|(Photo credit: The Library of Congress)|
United States District Court for the District of Massachusetts Judge Richard G. Stearns last week in Louise Durand v. Massachusetts Department of Health et al. (Case No. 1:12-cv-10630) took the unusual step not only of quashing a defendant's subpoena of a journalist, but also of awarding the newspaper $8,200 in costs spent defending against the subpoena.

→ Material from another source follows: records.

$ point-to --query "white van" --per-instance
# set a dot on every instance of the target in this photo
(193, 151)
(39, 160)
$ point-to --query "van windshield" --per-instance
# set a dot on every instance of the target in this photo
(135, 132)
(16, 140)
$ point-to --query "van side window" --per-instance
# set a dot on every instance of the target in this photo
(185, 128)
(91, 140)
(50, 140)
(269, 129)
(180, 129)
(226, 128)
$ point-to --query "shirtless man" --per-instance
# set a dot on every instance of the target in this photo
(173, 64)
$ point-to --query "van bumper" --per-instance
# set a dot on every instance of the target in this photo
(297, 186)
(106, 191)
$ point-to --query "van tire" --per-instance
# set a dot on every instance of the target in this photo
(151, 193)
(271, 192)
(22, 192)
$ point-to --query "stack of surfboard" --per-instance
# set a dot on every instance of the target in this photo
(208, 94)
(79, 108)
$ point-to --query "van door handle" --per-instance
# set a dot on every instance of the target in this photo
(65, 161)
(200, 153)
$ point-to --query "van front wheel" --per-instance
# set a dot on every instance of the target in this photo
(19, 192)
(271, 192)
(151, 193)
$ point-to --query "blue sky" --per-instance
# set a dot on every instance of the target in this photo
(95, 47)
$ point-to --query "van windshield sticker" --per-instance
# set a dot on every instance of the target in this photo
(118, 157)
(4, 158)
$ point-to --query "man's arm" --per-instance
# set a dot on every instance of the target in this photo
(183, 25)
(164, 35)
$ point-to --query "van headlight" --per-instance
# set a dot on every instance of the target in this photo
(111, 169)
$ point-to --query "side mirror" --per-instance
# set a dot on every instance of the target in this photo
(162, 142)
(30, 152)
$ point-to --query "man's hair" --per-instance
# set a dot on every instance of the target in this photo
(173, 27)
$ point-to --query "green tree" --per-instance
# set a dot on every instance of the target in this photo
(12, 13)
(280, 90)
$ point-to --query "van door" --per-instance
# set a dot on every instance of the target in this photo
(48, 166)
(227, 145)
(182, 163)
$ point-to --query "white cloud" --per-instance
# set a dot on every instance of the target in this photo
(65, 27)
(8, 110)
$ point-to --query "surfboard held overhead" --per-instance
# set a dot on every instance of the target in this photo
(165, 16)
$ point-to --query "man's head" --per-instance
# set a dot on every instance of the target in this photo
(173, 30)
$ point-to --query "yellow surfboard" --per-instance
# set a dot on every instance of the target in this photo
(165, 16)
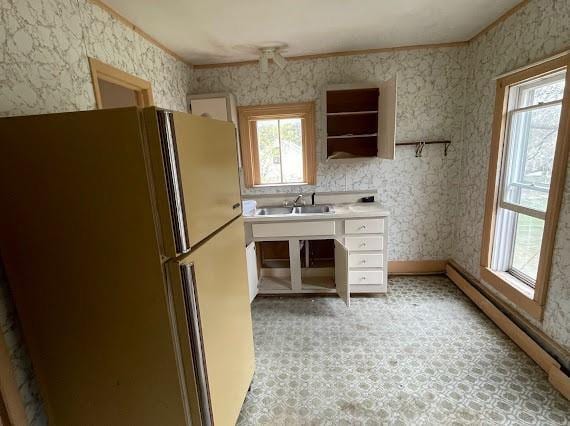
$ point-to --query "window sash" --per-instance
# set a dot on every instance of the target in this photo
(256, 159)
(509, 147)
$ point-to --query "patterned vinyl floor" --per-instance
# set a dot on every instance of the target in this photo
(421, 355)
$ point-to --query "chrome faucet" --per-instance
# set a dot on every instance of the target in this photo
(299, 201)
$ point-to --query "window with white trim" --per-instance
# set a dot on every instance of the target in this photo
(530, 136)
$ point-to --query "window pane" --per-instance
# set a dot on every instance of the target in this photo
(269, 152)
(528, 239)
(531, 145)
(291, 149)
(547, 89)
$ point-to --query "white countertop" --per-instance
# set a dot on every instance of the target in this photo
(341, 211)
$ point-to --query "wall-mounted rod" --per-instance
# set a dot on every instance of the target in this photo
(420, 145)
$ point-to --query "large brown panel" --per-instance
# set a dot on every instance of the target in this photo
(207, 155)
(220, 281)
(80, 248)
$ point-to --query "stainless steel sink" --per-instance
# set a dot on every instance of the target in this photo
(274, 211)
(313, 209)
(269, 211)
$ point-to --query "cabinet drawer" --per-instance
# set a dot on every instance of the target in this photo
(364, 226)
(293, 229)
(375, 242)
(365, 260)
(366, 277)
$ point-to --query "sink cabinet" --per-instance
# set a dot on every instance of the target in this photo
(360, 260)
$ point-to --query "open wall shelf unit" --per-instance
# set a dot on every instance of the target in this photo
(360, 120)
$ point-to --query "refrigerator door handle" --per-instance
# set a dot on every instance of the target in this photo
(172, 170)
(196, 343)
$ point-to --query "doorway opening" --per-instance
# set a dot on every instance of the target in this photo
(116, 89)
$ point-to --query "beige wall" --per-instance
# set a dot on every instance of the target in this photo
(44, 68)
(539, 29)
(437, 202)
(418, 191)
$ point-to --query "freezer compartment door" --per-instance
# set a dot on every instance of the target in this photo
(198, 160)
(212, 306)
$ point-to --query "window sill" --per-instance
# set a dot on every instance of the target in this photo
(513, 290)
(278, 185)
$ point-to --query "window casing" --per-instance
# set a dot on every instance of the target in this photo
(278, 144)
(527, 168)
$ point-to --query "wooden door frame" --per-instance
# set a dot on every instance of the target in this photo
(102, 71)
(12, 411)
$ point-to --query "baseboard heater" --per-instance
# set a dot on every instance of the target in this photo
(556, 376)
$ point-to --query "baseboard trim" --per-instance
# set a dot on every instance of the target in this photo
(557, 378)
(416, 267)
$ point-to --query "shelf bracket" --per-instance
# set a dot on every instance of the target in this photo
(420, 148)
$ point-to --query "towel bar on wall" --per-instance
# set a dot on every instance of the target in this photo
(420, 146)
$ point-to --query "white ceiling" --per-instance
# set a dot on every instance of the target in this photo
(215, 31)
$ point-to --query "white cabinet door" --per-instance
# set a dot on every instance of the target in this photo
(252, 278)
(341, 271)
(387, 99)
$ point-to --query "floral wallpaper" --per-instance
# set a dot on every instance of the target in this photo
(536, 31)
(436, 201)
(418, 191)
(45, 45)
(43, 69)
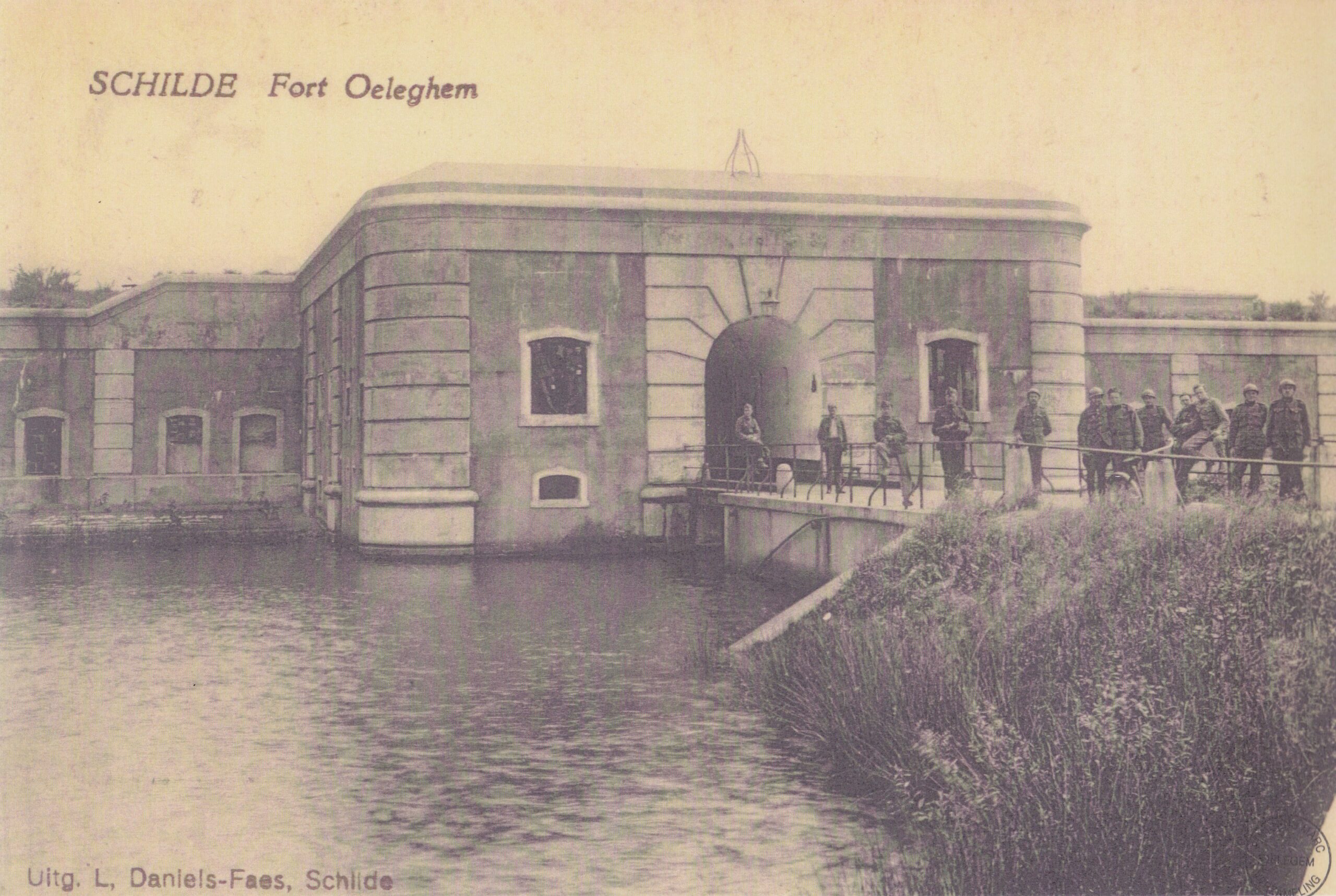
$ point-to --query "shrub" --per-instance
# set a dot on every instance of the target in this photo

In a two-page ruling, Judge Stearns said Dr. Theresa Harpold, a defendant in a medical negligence claim, failed to show The (Brockton) Enterprise reporter Alex Bloom was the only possible source of specific information allegedly important to her defense to warrant compelling Bloom to testify. To overcome a reporter's qualified privilege to preserve information provided by confidential sources, Judge Stearns wrote, "a party must show that the summons of a journalist to a deposition is not frivolous, that the information sought is critical to the merits of the claim at issue, and that other sources for the information are not available."
Dr. Harpold is one of several defendants in the malpractice suit brought by plaintiff Louise Durand, a nursing supervisor for the Commonwealth of Massachusetts Department of Public Health, who alleges Dr. Harpold abused her authority by signing an order that caused Durand to undergo an involuntary psychiatric evaluation that purportedly proved unnecessary. Relying on confidential sources, Bloom wrote an article in January 2013, about the Complaint in The Enterprise. Lawyers for Dr. Harpold sought Bloom's testimony to learn the identity of Bloom's source, whom they suspected was the plaintiff.
Kudos to the Reporters Committee for Freedom of the Press (www.rcfp.org) for keeping "TUOL" apprised of this case in our stomping grounds while our devoted staff was away on vacation last week.